投資家はどう行動したらいいか

 さて、ウクライナで大規模な軍事衝突が起こった現在、投資家はどう考えたらいいだろうか。投資行動を決定するための前提条件を簡単に整理すると以下の通りだ。

(1)全世界的に資本市場のボラティリティ(価格の変動性)が拡大している。
(2)紛争が損失につながる業界・国と、利益につながる業界・国とが存在する。
(3)インフレ率の上昇はFRBをはじめとする中央銀行の金融引き締めを後押しする可能性がありこれ自体が悪材料だが、相当程度織り込まれてもいる。
(4)戦火の拡大も、意外に早い終結もあり得る。
(5)経済制裁の間接的影響や金融引き締めによって金融的なショック(大手金融機関の破綻など)が起こるリスクが(大きくはないが、全くの無視はできない程度に)存在する。
(6)何らかのパニックが起こった場合、株式のリスク・プレミアムが拡大して、期待リターンが上昇する可能性がある。
(7)投資行動は(原則として)好き嫌いの感情と切り離して決定するべきだ。

 投資行動への影響は、(1)はリスクポジションを落とす要因、(2)は分散投資で対応すべき要因、(3)は中立ないし金融引き締めの影響の織り込み不足を若干心配させる要因、(4)は中立要因、(5)はリスク・シナリオとして意識しておくべき要因、(6)は確実ではないが一般論、(7)は合理性の観点からは動かない真理、ということになるだろう。

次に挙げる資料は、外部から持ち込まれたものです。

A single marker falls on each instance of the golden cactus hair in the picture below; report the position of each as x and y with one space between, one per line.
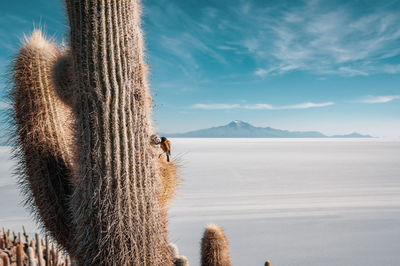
214 247
44 136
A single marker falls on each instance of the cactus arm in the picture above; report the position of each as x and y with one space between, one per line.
43 137
214 247
118 214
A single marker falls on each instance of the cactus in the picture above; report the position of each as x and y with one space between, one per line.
83 129
5 259
214 247
83 119
173 250
43 136
39 251
181 261
20 255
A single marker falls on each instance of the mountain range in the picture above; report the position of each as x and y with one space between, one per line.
240 129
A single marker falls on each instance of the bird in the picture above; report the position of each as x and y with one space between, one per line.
165 145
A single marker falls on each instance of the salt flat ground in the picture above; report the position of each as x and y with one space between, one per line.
299 202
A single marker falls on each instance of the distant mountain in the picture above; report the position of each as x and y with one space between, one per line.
240 129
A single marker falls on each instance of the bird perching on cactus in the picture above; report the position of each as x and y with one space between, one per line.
83 120
83 133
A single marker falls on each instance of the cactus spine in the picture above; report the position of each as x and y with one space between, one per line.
214 247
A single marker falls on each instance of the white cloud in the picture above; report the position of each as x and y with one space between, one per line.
260 106
310 37
215 106
261 72
379 99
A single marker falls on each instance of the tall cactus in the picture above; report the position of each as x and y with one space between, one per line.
44 136
214 247
92 175
87 165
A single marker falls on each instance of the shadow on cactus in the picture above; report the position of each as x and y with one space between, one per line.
83 127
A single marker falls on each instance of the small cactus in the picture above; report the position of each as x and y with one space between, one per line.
31 257
20 255
39 251
173 250
214 247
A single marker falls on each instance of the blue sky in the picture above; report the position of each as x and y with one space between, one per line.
331 66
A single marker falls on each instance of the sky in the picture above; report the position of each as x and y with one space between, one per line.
330 66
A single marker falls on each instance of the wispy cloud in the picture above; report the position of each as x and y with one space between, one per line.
311 37
261 106
379 99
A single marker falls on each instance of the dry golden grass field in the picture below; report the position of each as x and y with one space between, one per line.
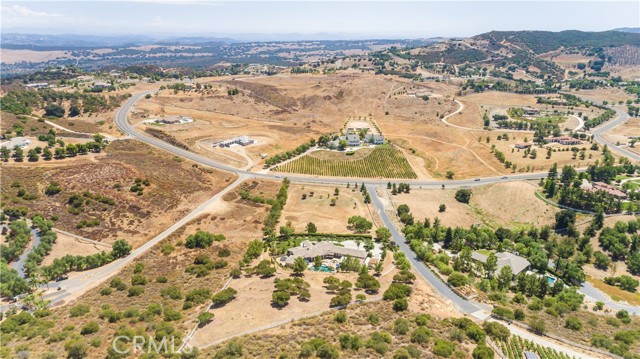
510 204
318 209
252 307
240 222
171 193
284 111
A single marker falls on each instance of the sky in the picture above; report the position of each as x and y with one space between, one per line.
335 19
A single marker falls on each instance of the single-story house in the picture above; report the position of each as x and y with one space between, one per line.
375 139
353 139
171 120
601 186
242 141
37 85
518 264
325 250
563 140
102 85
16 141
522 145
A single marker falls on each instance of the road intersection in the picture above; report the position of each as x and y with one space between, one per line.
94 277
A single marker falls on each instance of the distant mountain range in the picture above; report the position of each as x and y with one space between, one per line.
628 29
72 41
544 41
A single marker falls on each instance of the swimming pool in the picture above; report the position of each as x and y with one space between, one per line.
322 268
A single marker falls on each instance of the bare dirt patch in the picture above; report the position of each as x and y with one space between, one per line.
68 245
318 209
511 204
175 188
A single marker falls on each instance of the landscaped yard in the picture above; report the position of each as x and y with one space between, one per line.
615 293
384 161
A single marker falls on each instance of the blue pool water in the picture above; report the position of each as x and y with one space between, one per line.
322 268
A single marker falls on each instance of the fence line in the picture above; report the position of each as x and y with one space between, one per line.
560 339
495 348
282 322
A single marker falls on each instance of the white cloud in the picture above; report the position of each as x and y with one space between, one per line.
23 11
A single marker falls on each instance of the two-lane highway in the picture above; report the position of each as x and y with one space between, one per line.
125 126
80 284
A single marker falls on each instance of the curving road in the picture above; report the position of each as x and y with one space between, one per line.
89 279
94 277
19 263
599 132
461 304
125 126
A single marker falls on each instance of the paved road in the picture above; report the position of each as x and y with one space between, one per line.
600 131
596 295
98 275
89 279
123 124
462 305
18 264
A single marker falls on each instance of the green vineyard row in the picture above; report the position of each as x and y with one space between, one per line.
383 162
515 347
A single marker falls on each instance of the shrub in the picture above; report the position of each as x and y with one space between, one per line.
205 317
138 279
202 239
496 331
232 349
400 305
135 291
401 326
79 310
198 296
420 335
503 312
167 248
537 325
397 291
457 279
76 349
90 328
224 296
463 195
573 323
170 315
443 348
341 317
423 319
482 352
172 292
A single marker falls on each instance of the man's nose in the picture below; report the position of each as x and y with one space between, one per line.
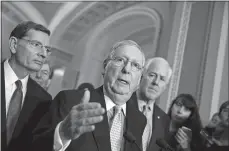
127 67
43 53
38 75
156 80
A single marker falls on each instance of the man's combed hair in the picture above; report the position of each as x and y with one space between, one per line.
21 29
121 44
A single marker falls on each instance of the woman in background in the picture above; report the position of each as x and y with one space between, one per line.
219 134
185 124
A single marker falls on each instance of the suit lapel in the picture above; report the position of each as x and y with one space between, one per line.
29 105
135 122
101 133
3 109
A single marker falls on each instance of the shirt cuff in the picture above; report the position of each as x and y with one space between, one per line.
58 143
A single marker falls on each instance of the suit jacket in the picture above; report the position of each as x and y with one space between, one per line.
36 103
160 127
99 139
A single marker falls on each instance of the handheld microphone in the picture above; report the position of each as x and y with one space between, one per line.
164 145
130 138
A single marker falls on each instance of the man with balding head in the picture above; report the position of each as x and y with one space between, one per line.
154 81
97 119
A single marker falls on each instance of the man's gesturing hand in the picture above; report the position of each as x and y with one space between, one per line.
81 118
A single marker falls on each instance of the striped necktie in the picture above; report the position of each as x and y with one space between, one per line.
116 129
14 110
146 133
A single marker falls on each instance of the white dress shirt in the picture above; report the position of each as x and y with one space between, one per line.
10 86
58 144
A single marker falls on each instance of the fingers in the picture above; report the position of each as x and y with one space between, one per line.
86 96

(2)、(4)を考えると、投資対象は広く分散されている方がいい。リスク資産としては全世界株式のインデックス・ファンドをお勧めする。

 次に、(1)と(3)を考えると、平時に適切なリスク資産のポジションよりも「若干」リスクを縮小することに合理性があるかも知れない。但し、平時のリスク額のせいぜい1割、最大で2割減くらいまでの調節が合理的な限度だと申し上げておく。マーケット・タイミングで「上手くやる」ことは見かけ以上に難しい。

 投資ストラテジーの提示として「何々が起きた場合には…」という条件付きの表現は好ましくないのだが、不確実性が高まっている状況なので敢えて言うなら、(5)、(6)を考えると、「何らかのパニック的な暴落が起こった場合には、リスク資産を買い増しするぞ」というファイティング・ポーズを取りながら、日々の相場を眺めるのがいいと思う。

 ざっくりと10年に一度程度訪れる暴落局面は、絶好の「買い場」になる場合が多い。暴落を楽しみに思えるくらいの、ほどほどのリスクと、精神的余裕は投資家の態度として悪くない。

 ここで読者が、「資産運用は環境に応じて調整すべきものだ」とお考えなら、「ちがう!」と申し上げたい。なぜなら、「調整」は上手く行かないことの方が多いからだ。これは、プロの運用の世界でも同様だ。上記のような細かな調節をせずに、リスク資産を淡々と長期保有するという方針で構わないはずだ。但し、投資対象は、1.広く分散投資されていて、2.手数料コストの小さなもの、に限る。

 全世界株式のインデックス・ファンド(投資信託ないしはETF)をじっくり持って、日々の人生の充実を図りつつ、世界平和を願うのがいい。